The final man she seeks out is the bald man, the team leader. “You will dispose of these bodies,” she says.

He nods.

“You know where to relocate?”

He nods again.

She walks over to him. “Do you have any further questions of me?”

He shakes his head, an emphatic no.





Chapter

34



We are under attack, repeat, we are under attack…”

Our SUV veering wildly, rapid bursts of fire coming from one side of the bridge, the sickening, helpless feeling of hydroplaning as Agent Davis furiously struggles to regain control.

The three of us in the backseat are jerked like human pinballs, straining against our seat belts, Jacobson and I crashing into each other as we lurch from one side to the other.

A car slams into us from behind, spinning our SUV across traffic, then another collision from the right, the headlights only inches from Jacobson’s face, the impact felt in my teeth, my neck, as I hurl to my left.

Everything in a spin, everyone shouting, bullets pummeling the armor of our vehicle, left and right, north and south indistinguishable—

The rear of our SUV crashes against the concrete barrier, and we are suddenly at rest, spun around in the wrong direction on the 14th Street Bridge, facing north in southbound traffic.
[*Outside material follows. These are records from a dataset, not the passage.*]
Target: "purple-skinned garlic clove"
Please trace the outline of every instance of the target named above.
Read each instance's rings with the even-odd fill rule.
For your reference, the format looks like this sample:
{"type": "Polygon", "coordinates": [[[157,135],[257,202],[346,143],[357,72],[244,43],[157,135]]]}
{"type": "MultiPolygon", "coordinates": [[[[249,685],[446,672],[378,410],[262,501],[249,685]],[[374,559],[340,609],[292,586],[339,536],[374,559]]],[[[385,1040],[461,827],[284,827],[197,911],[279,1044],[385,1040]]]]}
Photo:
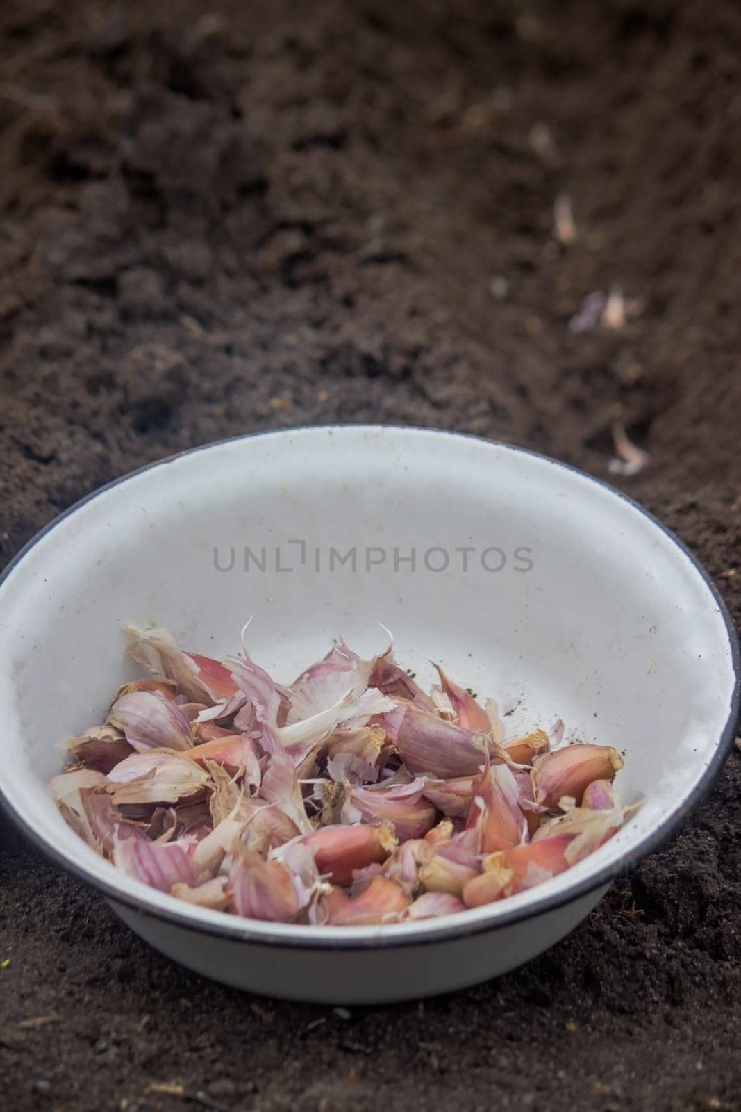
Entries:
{"type": "Polygon", "coordinates": [[[535,757],[532,771],[535,803],[558,807],[564,796],[581,803],[594,780],[614,780],[624,765],[617,749],[607,745],[565,745],[535,757]]]}
{"type": "Polygon", "coordinates": [[[439,664],[435,664],[434,668],[440,676],[441,689],[450,699],[450,705],[455,716],[455,724],[475,734],[489,734],[491,732],[491,724],[487,712],[483,707],[479,706],[473,695],[449,679],[439,664]]]}

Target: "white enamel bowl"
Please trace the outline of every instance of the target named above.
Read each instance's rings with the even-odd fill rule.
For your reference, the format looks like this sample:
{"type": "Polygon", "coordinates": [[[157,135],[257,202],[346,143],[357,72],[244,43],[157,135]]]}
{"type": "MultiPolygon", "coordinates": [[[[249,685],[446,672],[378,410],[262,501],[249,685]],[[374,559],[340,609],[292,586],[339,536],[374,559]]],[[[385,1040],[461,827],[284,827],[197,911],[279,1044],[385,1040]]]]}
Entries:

The explosion of fire from automatic weapons comes from our left now, relentless, some of the bullets bouncing off, some of them embedding in the armor and bulletproof glass.

“Get us an exit!” Jacobson shouts. The first order of business—find a route of escape for the president and extract him.

“Augie,” I whisper. He is slung against his seat belt, conscious and unharmed but dazed, trying to gather his bearings, trying to catch his breath.